Die Monatsrate ist das Erste, worauf die meisten schauen. Verständlich, denn sie muss ins Budget passen. Nur sagt sie erstaunlich wenig darüber aus, ob ein Kredit teuer oder günstig ist. Zwei Angebote mit jeweils 250 Euro im Monat können sich am Ende um einen vierstelligen Betrag unterscheiden, je nachdem, wie lange man zahlt und was die Bank an Zinsen ansetzt.
Sollzins ist nicht gleich Effektivzins
Der Sollzins ist der reine Preis für das geliehene Geld. Er wird auf die jeweils offene Restschuld berechnet, nicht auf die gesamte Kreditsumme. Deshalb sinkt der Zinsanteil in der Rate mit jedem Monat, während der Tilgungsanteil wächst.
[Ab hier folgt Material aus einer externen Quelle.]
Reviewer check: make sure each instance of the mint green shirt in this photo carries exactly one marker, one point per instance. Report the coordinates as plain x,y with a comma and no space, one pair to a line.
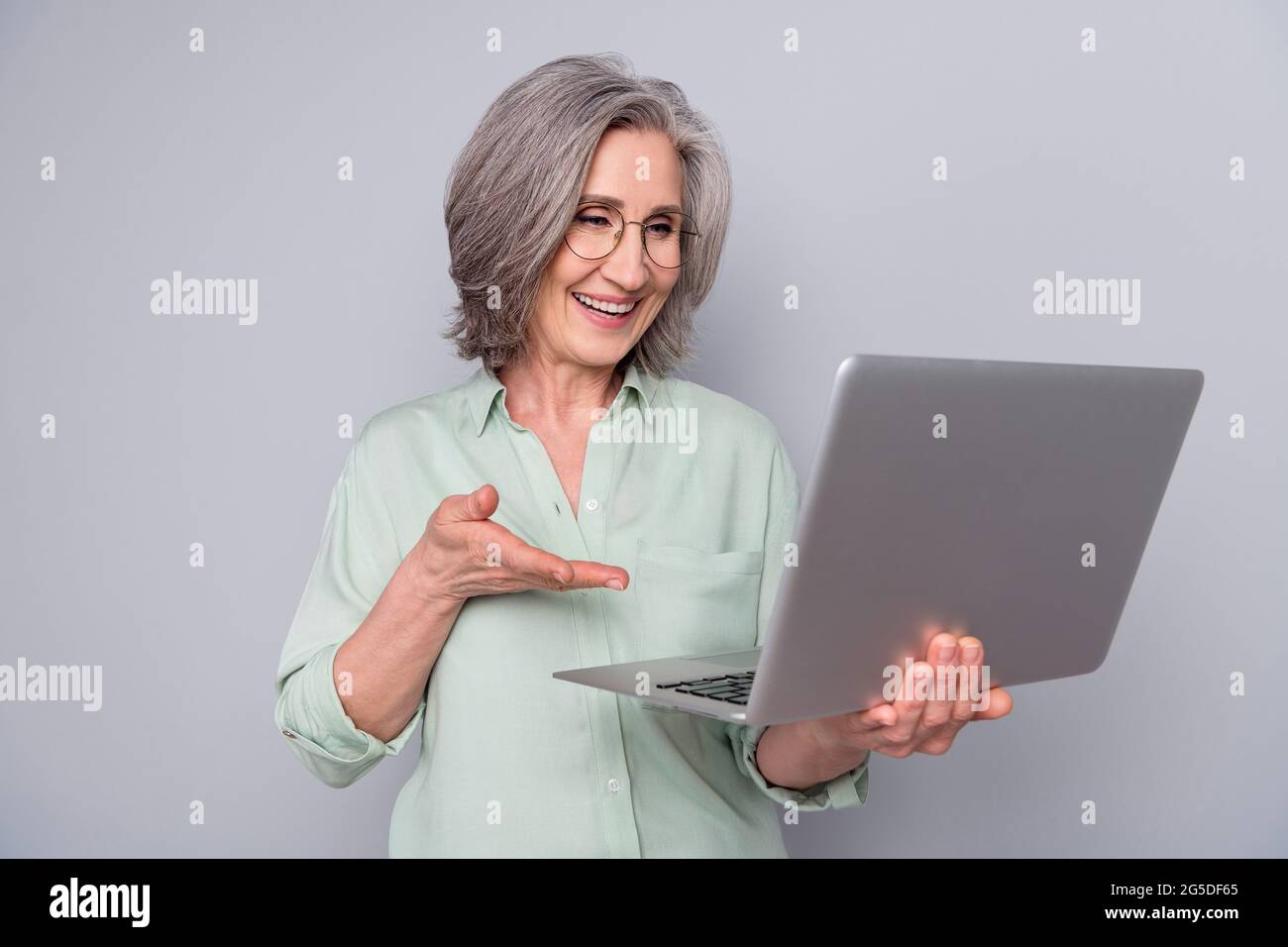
511,761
Der Effektivzins geht einen Schritt weiter. In ihm stecken auch Bearbeitungsgebühren, der Abrechnungsrhythmus und andere Nebenkosten. Genau deshalb ist er die ehrlichere Zahl. Wenn Sie Angebote vergleichen, dann bitte Effektivzins gegen Effektivzins, alles andere führt in die Irre.
Ein kurzes Rechenbeispiel
Nehmen wir 10.000 Euro zu 6 Prozent Effektivzins. Bei einer Laufzeit von drei Jahren zahlen Sie rund 950 Euro Zinsen. Strecken Sie dieselbe Summe auf sechs Jahre, halbiert sich zwar fast die Monatsrate, die Zinskosten steigen aber auf grob 1.900 Euro. Sie leihen sich also länger, und dafür zahlen Sie.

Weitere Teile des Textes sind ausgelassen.